その後、大樹のそばで火を囲みながら、王は話をした。面々のおよそ半分は神妙な面持ちで話を受け入れ、残りの者たちは、客人と同様泣いて王を引き留めようとした。
「そなたたちを救うためだ。それに、私の病はこれほど進んでいる。終わりが早まっただけで、問題はそれほど深刻ではない」
「しかし、一度国へ帰って、民の安心した顔を見てからでも遅くはないでしょう!」
「……そうだな。だが、民の安心のために、私は星を返すのだ」
王は決して頷かなかった。話し合いは夜中まで続いたが、結局、民たちが折れる形で収束した。
「星を返すのは明日にする。そのあと、そなた達は水脈を掘り起こすことになるだろう。今夜はしっかりと体を休めるように」
王はそう言って天幕に帰ってしまった。民たちは黙り込んで火を見つめていたが、ひとり、またひとりと席を立った。客人は誰もいなくなったあとで、そっと火を消した。
「カシュハさま」
王の天幕は他の者と同じく、ささやかな大きさのものだった。その中央で、王は座って目をつむっていた。
「タタユク」
その瞳をみて、客人はついに我慢できず、王の肩を強く掴んだ。
「言ってください。わたくしに」
「……何を言えというのだ?」
「“逃げよう”と。それだけでよいのです。わたくしはどこまででもあなたをお連れします」
「ばかを言うな。私は逃げない。この国の王だぞ」
「ですがわたくしの友人で、恋人です。あなたがわたくしと生きたいと望むなら、わたくしは何でもいたしましょう」
王はゆがんだ笑みを浮かべた。
「そなたは本当にしそうだから、怖いのだ」
「……カシュハさま。どうか……」
「私は逃げない。……ただ、ふたつだけ、約束をしてほしい。私の願いはそれだけだ」
客人はその答えを聞いて、顔を伏せた。
「…………」
「聞いてくれるか?」
「……はい」
本当は聞きたくなかった。これが最後だと思い知らされるようで、耳を塞ぎたかった。けれど、客人は意を決して顔を上げた。
「────タタユク。そなたは森林の国の王にならねばならない」
客人の眉がゆがんだ。
「それが……あなたの願いですか?」
「ああ」
「なぜそんなことを……もっと、あるでしょう。

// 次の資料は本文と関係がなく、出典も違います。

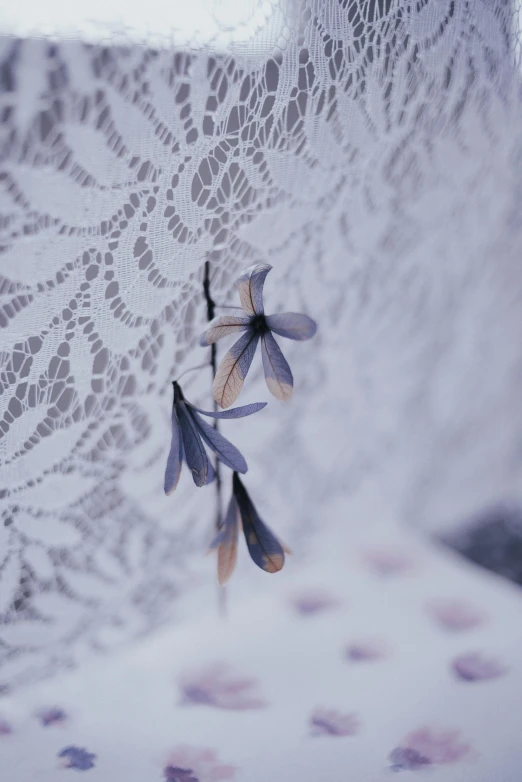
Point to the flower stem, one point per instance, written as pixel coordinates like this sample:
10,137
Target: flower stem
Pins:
211,308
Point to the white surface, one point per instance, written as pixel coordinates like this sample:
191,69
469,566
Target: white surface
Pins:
128,710
382,183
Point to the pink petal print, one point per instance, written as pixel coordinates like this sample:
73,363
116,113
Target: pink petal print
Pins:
476,667
5,727
217,686
309,603
366,651
328,722
52,716
388,561
456,616
192,764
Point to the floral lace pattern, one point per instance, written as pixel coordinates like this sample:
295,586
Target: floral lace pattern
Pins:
373,161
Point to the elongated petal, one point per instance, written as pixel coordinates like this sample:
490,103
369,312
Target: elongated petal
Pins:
224,450
211,473
226,542
263,546
292,325
195,454
221,327
235,412
278,375
175,458
233,369
250,287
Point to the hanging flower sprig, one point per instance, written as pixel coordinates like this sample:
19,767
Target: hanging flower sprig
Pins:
264,548
189,432
234,367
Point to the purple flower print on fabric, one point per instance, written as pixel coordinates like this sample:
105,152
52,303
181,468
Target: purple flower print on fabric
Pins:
312,602
5,727
190,764
474,667
388,561
429,747
328,722
52,716
365,651
455,615
77,758
219,687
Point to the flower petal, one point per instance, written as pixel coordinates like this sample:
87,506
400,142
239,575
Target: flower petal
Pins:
292,325
234,412
195,453
250,287
226,542
233,369
224,450
278,375
175,458
263,546
221,327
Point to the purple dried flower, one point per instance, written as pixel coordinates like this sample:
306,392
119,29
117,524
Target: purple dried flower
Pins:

自分を忘れないでほしいとか、何かが欲しいとか……」
「そなたは言わなくとも忘れないだろう。それに、いまさら欲しいものなどない」
王は穏やかな表情をしていた。客人は何もかも納得いかず、むずかしい顔で黙り込む。
「……そなたは欲深い。私にとっては好ましいことだが、私という枷がなくなれば、その欲深さは世界に牙を剥くだろう。やがてそのするどさはいつかそなたをも傷つける」
王は肩に乗ったやわらかな髪を手で漉きながら言った。愛の言葉のように紡がれるそれは、客人の心を砕くには充分だった。
「私が居なくなったあとにも枷が必要だ。王になり、道にそれたことは考えぬよう、己を律しながら生きてくれ」
カシュハはタタユクにとって最もつらい道を印した。唯一の理解者、愛する人を失ったあとの世界を、ひとりで生きろと言う。
「これがひとつめの願いだ。聞いてくれるか?」
顔に手をかけて目を合わせる。タタユクは怒りに震えていたが、ひとすじ涙をこぼすと、目を伏せて頷いた。
「……分かりました。それがあなたの望みなら」
カシュハのいない世界を生きるのは辛いことだが、カシュハがいなくなったあとの世界で彼と繋がるには、約束が必要だった。
「ありがとう。それで、ふたつめの願いだが……」
王は天窓から星を仰ぎ見た。
「星読みをしてくれないか。ここから、砂漠の国までの」
タタユクは静かに頷いた。彼の魂の帰り道を案内することは、自分の天命だと思った。
タタユクはカシュハの隣に横たわり、星空を眺めた。声音は少し沈んでいたが、彼の星読みはいつもと同じく美しかった。
「するどい三角形のとかげ座をめざして歩いていくと、右手にひときわ大きな青色の星が見えます。この星はある年だけ子どものような星を携えるので、豊穣や繁栄の星とも呼ばれていて……」
大樹から砂漠の国までは、ほとんどまっすぐに歩くことができる。だからひとつの星さえあれば案内は必要ないのだが、タタユクはその道中が希望に満ちたものになるよう、星々の名を連ねていった。首が痛むまで星を眺めて、その道中が楽しいものになるように、王が退屈しないように……。
そうして、民たちがみな寝静まった夜深く、最後の星読みは終わりを迎えた。
王の天幕には静寂が残された。王は身じろぎもせず星を眺め、客人は音もなく涙を流した。